The Case for Global Standardized Testing

April 27, 2016

Somewhere in a village in Nigeria, a young girl is sitting in school today, just like she does every day, packed onto a crowded wooden bench in a faded school uniform. She represents a victory in the global effort to get all children learning, and her presence will be recorded as progress in the global databases maintained by UNESCO and the World Bank.

There's just one catch. She's not learning anything. She tries to follow along, repeating in unison as her classmates regurgitate what her teacher reads from the blackboard. But after three years of this, she still can't really read. By the time she eventually learns the basics it'll be too little too late, and she'll drift away toward the end of primary school -- an adolescent entering the labor market with several years of schooling and roughly the education of my eight-year-old niece.

Don't bother fact-checking my story. You can't – mostly because it's hypothetical, but also because there are no facts to check. Nobody's keeping track of whether this girl or millions like her are actually learning anything. In theory, Nigeria's education ministry can tell you how many children are enrolled, and how many teachers and desks and bathrooms are in each school. But it can't tell you anything about whether anybody's learning anything. Nigeria is not alone, nor even particularly exceptional among low-income countries.

What gets measured gets managed, and for now, learning isn't.

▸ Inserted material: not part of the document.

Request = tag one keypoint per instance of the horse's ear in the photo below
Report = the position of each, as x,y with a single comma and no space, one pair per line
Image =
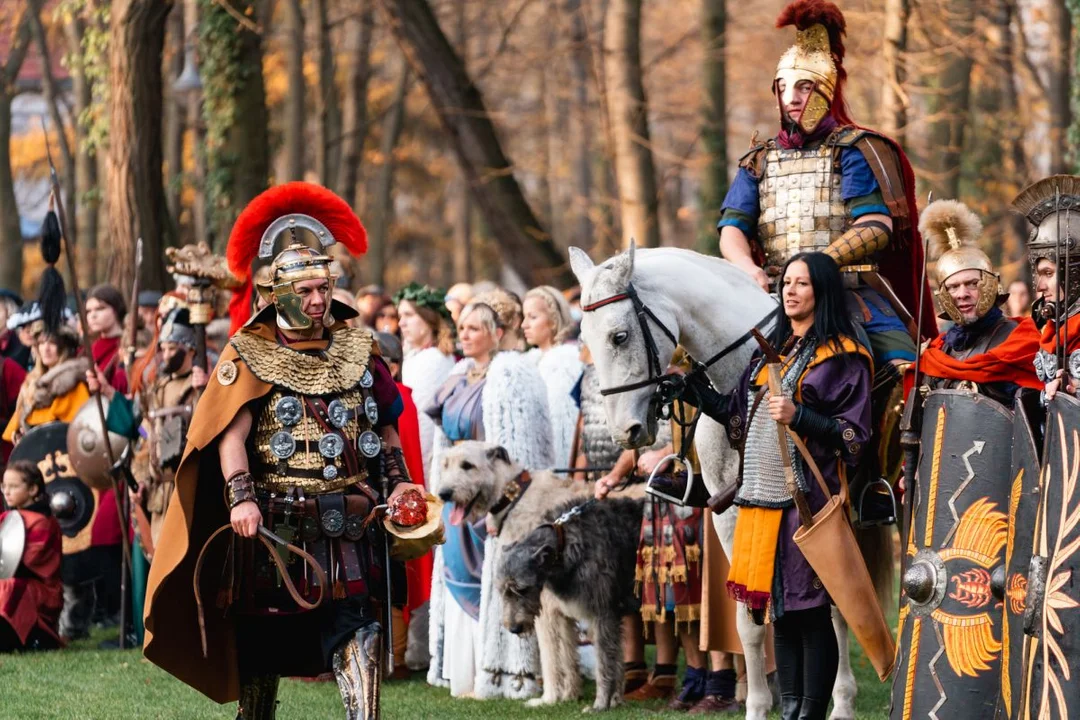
580,263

Done well, standardized testing is an egalitarian enterprise 

One of the most attractive features of standardized testing with a representative sample of children is that it forces school systems to confront the reality of children who would otherwise fall through the cracks. The poorest kids, the kids who are struggling, the ones in the worst schools in the most remote places, count just as much for the national ranking on standardized tests as the kids in model schools in rich neighborhoods.

In contrast, existing international standardized tests do roughly the opposite – they celebrate the success of the successful, and sweep most poor kids in most poor countries under the rug. Most children in the developing world are not included in the sampling frame of any of the well-known international learning assessments.


If you follow education news, you'll have heard of tests like PISA run by the OECD, which measure learning levels of fifteen-year-olds in 65 countries around the world, or TIMSS and PIRLS which do something very roughly equivalent for primary students. Every few years, PISA or TIMSS or PIRLS makes big headlines when they release rankings of countries. South Korea places reliably near the top, and China has carefully cultivated its public image by only letting affluent and fast-growing cities like Hong Kong and Shanghai participate in these tests. 

The fanfare around international test scores is mostly about who's on top. Much less is written about who's on the bottom. The most obvious reason is because the kids on the bottom of the economic ladder didn't take the test. 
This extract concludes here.